Within a couple of months, a patient paralyzed by a spinal cord injury who is to undergo surgery to stabilize his spine will receive as part of that procedure the first-ever injection of hESCs, in this case altered in the laboratory to become a certain type of nerve cell. A Bush FDA would never have allowed it (although the Tea Party would have allowed it on day 1, to remove all government interference so anyone with anything he called a good hESC could inject it or anything else, right? -- an interesting question to put to Dr. Rand Paul, and Gov. Sarah Palin, is it not?)

In laboratory animals these same hESCs (note: human cells in an animal and not rejected!) restored lower limb and tail function in rats that had crush injuries to their spinal cords.

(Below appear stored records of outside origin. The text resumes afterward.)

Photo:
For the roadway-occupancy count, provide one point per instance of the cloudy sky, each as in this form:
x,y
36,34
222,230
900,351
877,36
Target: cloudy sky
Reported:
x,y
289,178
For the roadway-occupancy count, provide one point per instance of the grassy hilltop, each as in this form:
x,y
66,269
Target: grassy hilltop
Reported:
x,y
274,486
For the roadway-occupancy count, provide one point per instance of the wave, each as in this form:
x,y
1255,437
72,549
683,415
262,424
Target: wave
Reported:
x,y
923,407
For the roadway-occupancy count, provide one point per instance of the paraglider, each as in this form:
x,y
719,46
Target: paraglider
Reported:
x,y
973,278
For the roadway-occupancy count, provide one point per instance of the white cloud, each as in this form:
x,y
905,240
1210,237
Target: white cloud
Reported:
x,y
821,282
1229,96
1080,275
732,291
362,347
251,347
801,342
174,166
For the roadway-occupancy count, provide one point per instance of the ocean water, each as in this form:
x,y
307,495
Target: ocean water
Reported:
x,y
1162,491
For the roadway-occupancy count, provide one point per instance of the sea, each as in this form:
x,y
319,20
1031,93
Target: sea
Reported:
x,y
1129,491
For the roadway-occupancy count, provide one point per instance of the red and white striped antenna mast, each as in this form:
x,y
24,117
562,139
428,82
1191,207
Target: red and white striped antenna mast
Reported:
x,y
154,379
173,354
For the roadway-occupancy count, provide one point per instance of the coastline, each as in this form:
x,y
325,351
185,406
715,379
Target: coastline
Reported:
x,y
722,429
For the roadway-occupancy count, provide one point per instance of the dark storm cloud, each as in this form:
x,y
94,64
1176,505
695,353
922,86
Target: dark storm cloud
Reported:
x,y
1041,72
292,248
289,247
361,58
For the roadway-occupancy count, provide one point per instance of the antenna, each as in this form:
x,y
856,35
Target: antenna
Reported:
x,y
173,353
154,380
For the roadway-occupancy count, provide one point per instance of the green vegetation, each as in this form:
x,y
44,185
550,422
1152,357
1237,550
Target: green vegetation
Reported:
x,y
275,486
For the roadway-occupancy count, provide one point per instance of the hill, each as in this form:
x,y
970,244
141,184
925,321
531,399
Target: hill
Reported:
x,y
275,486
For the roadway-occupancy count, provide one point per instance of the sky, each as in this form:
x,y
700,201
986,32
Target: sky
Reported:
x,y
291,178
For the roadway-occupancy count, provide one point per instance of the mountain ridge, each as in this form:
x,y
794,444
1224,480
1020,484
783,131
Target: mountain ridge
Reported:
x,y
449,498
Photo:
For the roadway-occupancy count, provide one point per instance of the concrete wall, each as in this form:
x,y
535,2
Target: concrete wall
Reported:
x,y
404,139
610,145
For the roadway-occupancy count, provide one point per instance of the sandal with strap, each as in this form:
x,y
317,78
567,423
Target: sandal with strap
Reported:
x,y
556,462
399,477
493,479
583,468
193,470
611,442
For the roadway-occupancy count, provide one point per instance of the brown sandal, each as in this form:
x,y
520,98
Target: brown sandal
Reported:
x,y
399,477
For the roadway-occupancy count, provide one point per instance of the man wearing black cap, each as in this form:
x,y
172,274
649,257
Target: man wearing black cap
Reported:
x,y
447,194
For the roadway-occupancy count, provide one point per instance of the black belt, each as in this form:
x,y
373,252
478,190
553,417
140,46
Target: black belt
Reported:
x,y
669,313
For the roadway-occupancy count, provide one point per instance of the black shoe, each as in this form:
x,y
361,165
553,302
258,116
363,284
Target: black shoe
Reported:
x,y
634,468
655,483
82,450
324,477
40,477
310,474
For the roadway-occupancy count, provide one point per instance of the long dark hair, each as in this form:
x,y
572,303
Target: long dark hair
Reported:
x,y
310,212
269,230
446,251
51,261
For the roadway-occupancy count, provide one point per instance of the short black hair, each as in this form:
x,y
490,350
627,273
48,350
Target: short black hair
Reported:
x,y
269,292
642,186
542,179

Untreated rats remained paralyzed.

If these hESCs are safe, and perform as hoped, that injection will be the 21st century's "shot-heard-round-the-world".

Also in development in many laboratories and companies are hESCs that have been altered in the laboratory to become heart cells (to reverse heart failure), pancreas cells (to reverse type I diabetes), other nerve cells (to reverse Parkinson's Disease), eye cells (to reverse macular degeneration), and so forth.

A study of hESCs in macular degeneration (loss of the central part of vision, leaving the ability to see only peripherally, affecting 2-3 million Americans) is slated for this year in the UK. Those same cells worked in an animal model of that disease.

The embryos from which these cells arise were frozen from IVF procedures, and would have been discarded, but instead were used, with parental permission, as the source of cells to save and improve the lives of others.

The positive impact on human suffering is beyond measurement.

But, the positive effects on our long-term, structural debt problems can be sketched. Health care costs in our aging population are the largest part of our potential debt, and diabetes and its complications alone account for ~20% of that cost. For most uses, hESC will likely be out-patient therapy.

To provide a context for how far we have come politically, note that the Republican Congress in the early part of this decade, not once but twice, passed a law outlawing all hESC research, and providing for the arrest at the border of any returning US citizen who had gone abroad for hESC treatment.

Imagine police being empowered to stop you, demanding not only your papers, but also your DNA -- all brought to you by your friendly "small-government" people.

If Democrats cannot find the backbone to go after Republicans on their transparent hypocrisy (Karl Rove, lying as usual about the numbers, criticizing Harry Reid for not bringing "enough" stimulus money to Nevada), perhaps a good backbone transplant, using hESCs, might help them keep them from darkening our lives again.

Hopefully, some patients who would otherwise never walk again, will now walk. And, hopefully, they will walk in the inexorable march of history, forward and not backwards.